I'm an engineer, I get hired easily. Hell, after being laidoff from a BK company I had three offers in 2.5 weeks, in an industry I had zero experience in, with a large raise.
Coming out of grad school: Applied to every aerospace job that looked interesting, I found employers I thought I would like and applied directly. Got 11 offers coming out of grad school. The company I went, I refused to take the interview until they offered to interview my wife as well. We both got offers. I actually got what I thought was my dream job.
Job #2: Wife co-oped at the company in college, called up former lead, got offer. Told them they had to take me too, I got offer. I had gotten some other offers, but I preferred this one.
Job #3: Laid off from Job #2, fixed up my resume applied for any job I thought I could do in the city (didn't want to move and not much aerospace in town). Got 3 offers in 2.5 weeks, and started turning down interviews. Though I picked the wrong company and hated it.

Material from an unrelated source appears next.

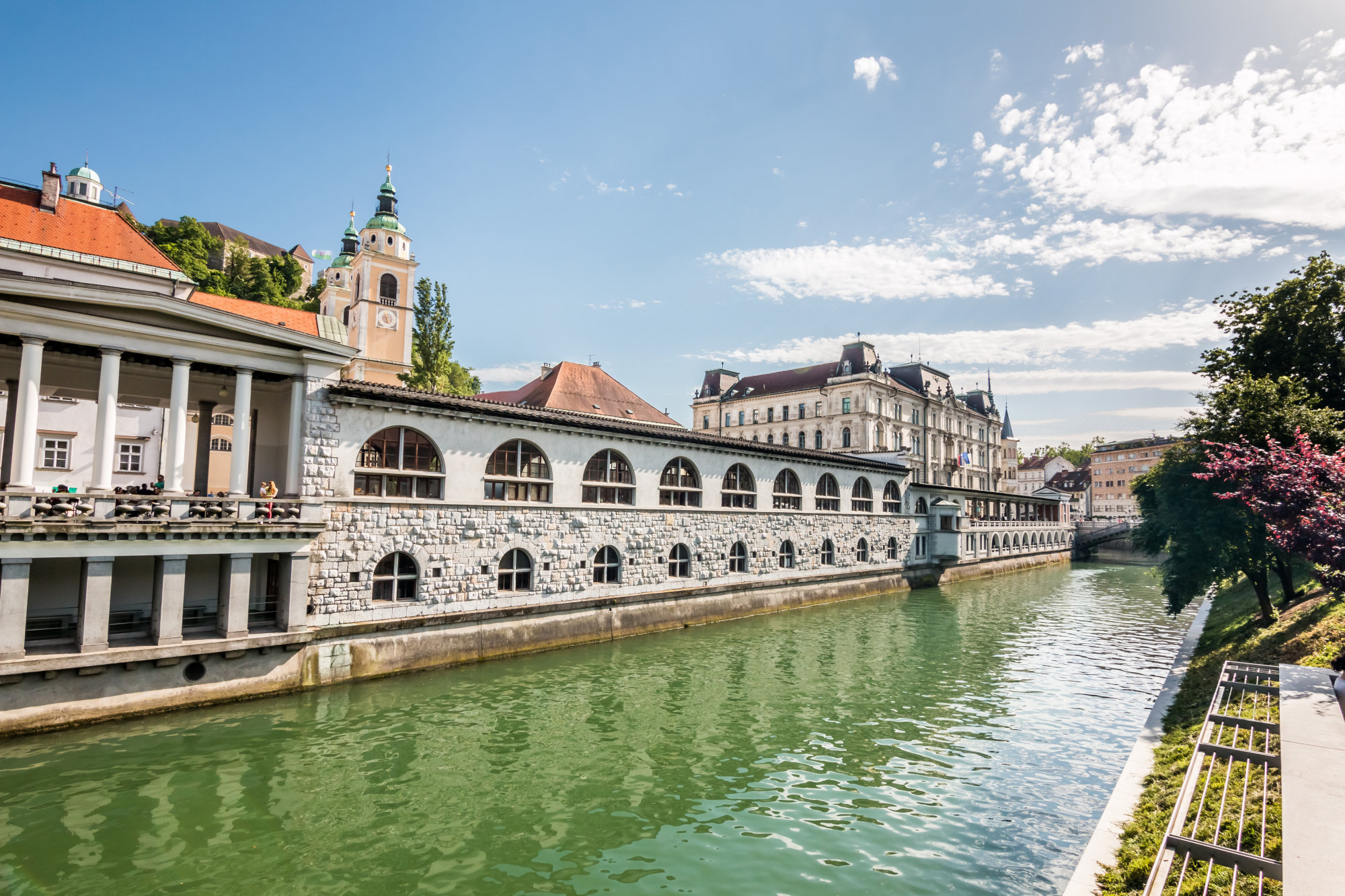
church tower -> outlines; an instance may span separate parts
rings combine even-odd
[[[319,297],[320,312],[342,320],[350,344],[359,348],[346,367],[348,379],[397,386],[397,374],[410,371],[416,268],[410,237],[397,218],[397,188],[387,165],[374,217],[356,233],[351,213],[340,256],[327,269],[327,288]]]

Job #4: Wife applied to, got offer, turned them down as we didn't want to move. After I realized I hated job #3, wife called back 6 months later and said she would consider taking the job, but they had to interview me too. In addition to this job, I had several other offers, a few I applied to directly and a few from LinkedIN recruiters.

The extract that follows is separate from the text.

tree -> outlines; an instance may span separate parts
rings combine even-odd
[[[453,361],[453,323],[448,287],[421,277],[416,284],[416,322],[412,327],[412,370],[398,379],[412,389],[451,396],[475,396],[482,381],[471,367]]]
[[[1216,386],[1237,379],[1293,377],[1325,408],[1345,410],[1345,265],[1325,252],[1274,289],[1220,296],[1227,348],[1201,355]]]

I think the biggest thing is, most people's resumes suck, and suck bad, really really bad. So if you have a decent looking resume, you will get looked at. Then if you have some sort of skill that makes you valuable, you'll really not have a problem.
Oh and practice interviewing. Until I was looking for job #4, I had never done even a phone interview that hadn't resulted in an offer, which considering in that time I had about 20 different offers I think it was a pretty good streak.